Не физически, конечно. Физически он допил скотч и сел в кресло. Но умом, духом, этой самой частью себя, которая устала от собственной гостиной, — он отбыл. В Шанхай. В свой личный, идеальный Шанхай. Фантазия началась с мелочи: он представил, как проверяет часы в аэропорту Пудун, подстраивая их под местное время. Это был хороший старт.
В его Шанхае не было липкой жары или запаха чеснока и выхлопов. Воздух был прохладным, стерильным, как в холле бутик-отеля, и отфильтрованным через японские системы. Он шёл по набережной Вайтань, и неоновые иероглифы на башне «Восточная жемчужина» отражались в его лакированных оксфордах, как в черных лужах. Прохожие были не толпой, а стилизованным фоном — силуэтами в дорогих пальто, размытыми, как на хорошей фотографии с длинной выдержкой. Никто не толкался. Никто не кашлял. Никто не пытался продать ему дешевую подделку чего-либо.

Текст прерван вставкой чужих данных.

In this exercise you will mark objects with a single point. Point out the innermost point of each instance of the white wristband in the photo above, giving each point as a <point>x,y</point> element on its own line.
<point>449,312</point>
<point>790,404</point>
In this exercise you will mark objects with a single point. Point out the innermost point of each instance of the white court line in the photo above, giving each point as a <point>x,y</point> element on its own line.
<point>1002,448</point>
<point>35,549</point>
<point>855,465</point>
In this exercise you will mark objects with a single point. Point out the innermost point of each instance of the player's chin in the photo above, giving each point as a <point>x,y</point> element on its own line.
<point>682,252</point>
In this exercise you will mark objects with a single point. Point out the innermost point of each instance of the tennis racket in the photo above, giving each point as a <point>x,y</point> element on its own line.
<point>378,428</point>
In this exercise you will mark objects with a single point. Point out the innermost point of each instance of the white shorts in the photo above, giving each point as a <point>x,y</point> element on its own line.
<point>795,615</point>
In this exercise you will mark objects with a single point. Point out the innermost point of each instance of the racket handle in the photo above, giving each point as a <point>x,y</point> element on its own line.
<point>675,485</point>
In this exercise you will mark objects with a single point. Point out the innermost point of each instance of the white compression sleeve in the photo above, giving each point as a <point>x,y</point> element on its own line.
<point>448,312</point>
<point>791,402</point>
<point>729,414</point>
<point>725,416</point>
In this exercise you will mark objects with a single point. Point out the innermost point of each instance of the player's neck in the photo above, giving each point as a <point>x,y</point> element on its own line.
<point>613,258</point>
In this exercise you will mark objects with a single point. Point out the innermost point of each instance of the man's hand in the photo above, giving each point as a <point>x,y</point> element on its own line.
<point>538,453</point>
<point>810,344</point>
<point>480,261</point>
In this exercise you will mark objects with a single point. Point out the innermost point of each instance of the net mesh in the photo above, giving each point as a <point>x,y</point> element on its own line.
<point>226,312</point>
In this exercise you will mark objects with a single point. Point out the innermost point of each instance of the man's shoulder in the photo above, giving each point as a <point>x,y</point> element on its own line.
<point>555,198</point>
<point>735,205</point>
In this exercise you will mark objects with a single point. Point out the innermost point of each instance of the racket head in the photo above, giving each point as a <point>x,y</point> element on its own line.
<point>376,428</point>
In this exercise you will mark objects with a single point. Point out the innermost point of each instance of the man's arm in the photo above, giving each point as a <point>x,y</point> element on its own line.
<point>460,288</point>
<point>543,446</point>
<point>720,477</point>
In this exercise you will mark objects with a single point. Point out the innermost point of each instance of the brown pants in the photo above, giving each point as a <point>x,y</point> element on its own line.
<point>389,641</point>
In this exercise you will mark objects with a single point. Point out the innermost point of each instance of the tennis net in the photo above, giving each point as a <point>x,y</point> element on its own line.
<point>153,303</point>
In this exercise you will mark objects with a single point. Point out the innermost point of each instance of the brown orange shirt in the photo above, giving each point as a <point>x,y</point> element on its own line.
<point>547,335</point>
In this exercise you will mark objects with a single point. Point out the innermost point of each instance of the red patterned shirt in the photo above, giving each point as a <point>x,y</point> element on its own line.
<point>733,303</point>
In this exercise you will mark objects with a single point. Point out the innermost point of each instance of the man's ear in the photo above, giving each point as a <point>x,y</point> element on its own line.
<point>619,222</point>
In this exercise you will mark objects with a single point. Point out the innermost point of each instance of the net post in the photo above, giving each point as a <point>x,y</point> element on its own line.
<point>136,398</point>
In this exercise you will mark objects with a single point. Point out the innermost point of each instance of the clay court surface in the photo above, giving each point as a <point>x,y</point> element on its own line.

Он зашёл в бар на 87-м этаже отеля. В реальности Миронов читал, что в Китае всё держится на гуанси — системе связей, сложной паутине обязательств и отношений. Но в его фантазии он сидел за столиком один, и этого было достаточно. Бармен, говорящий на безупречном английском, без слов принес ему тот самый японский виски, который он любил. Просто идеальная телепатия за внушительный счёт. Вот она, истинная гуанси — немая, эффективная, построенная на взаимном понимании статуса.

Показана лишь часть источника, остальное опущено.